Along the way the team found themselves unhappy with the handling of the game. A few calls went against the Bulldogs and riled up the dugout. Then, in the seventh inning, head coach Wes Johnson was ejected arguing about a strike call.
“We needed something to get going,” said Johnson. “It got pretty chippy… I mean those kind of things come out in games like that.”
The Bulldogs did get going. The team, now down two late, responded emphatically. In the same inning, Slate Alford crushed a home run into deep left. Despite still being down a run late, Alford watched his home run with pride and then pointed at the Owls’ pitcher before rounding the bases. The antics did not stop there.

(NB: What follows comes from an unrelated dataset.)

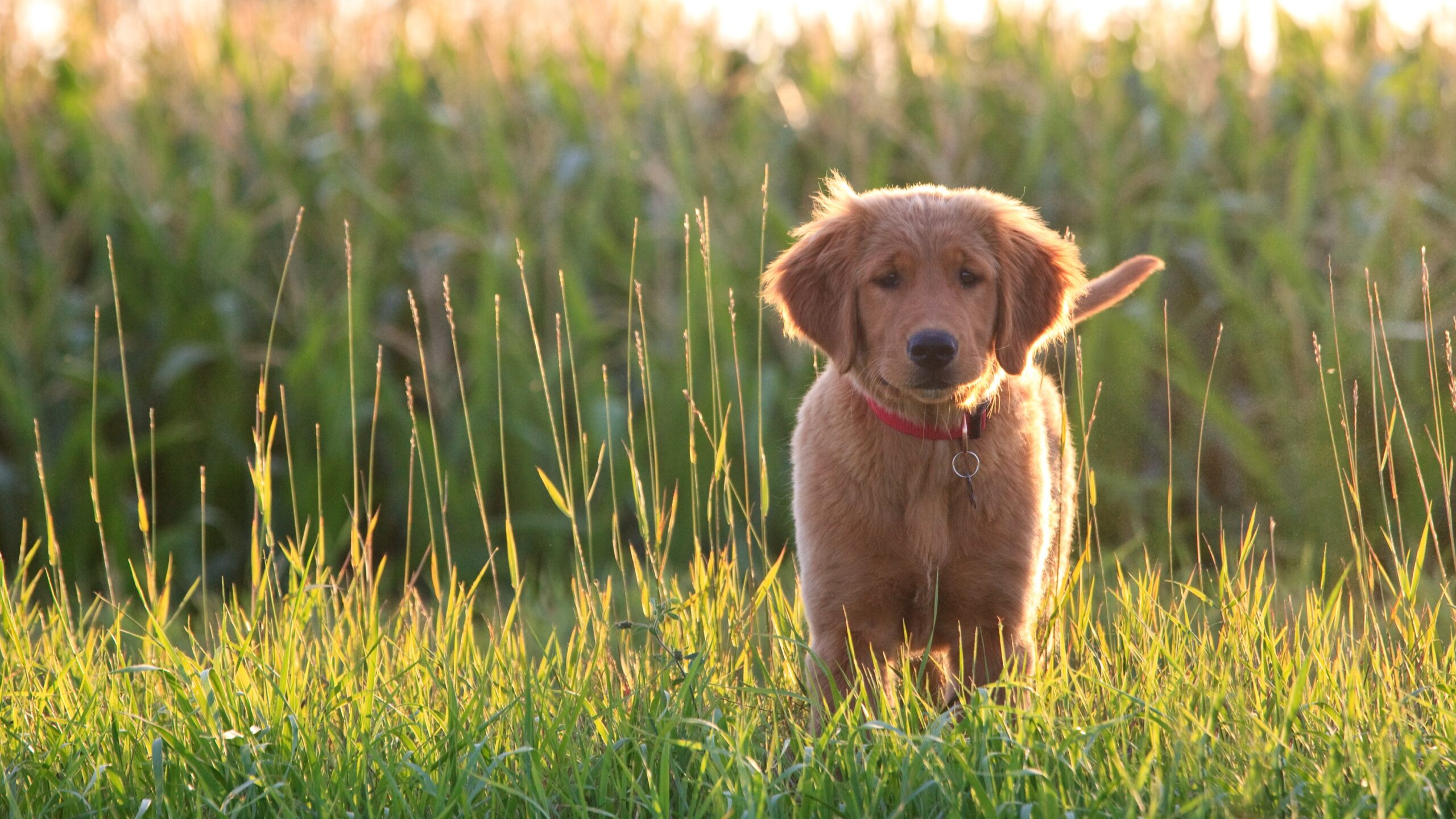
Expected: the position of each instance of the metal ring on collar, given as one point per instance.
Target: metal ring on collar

In the bottom of the seventh, Davis Chastain had words for the opposing team’s dugout, which caused him to have to sit out the rest of the game with his head coach. Ryan Black, making his season debut, then crushed a home run of his own to tie the game in the eighth. The Bulldogs then pulled out a victory late, scoring two runs in the ninth and winning 6-4 in an emotional win.
Brian Curley, a talented pitcher for the Bulldogs, got in on the fun after throwing the game-winning strike, tossing his glove and talking to his dugout as they poured onto the field. Curley seemed pleased with the moment while recounting it the next day.
“I feel like that’s good for college baseball,” he said. “I’d say road games… it gets us stronger and closer than before.”
The opening road streak has now come to a close, and the Bulldogs will finally get to open up the new season at home this weekend. It will be a special opening home weekend, as the Dawgs will be showing off their newly renovated stadium for the first time in a doubleheader. It’s not hard to imagine that there will be more energy from these chippy Bulldogs as they host the University of Illinois Chicago.
“We got a lot of competitors on this team,” said Devin Obee. “But at the end of the day… just being able to like, control it and… have a control competitiveness.”
Controlling competitiveness will be crucial to any program trying to survive the cannibalistic SEC this season. The Bulldogs are off to a very interesting start.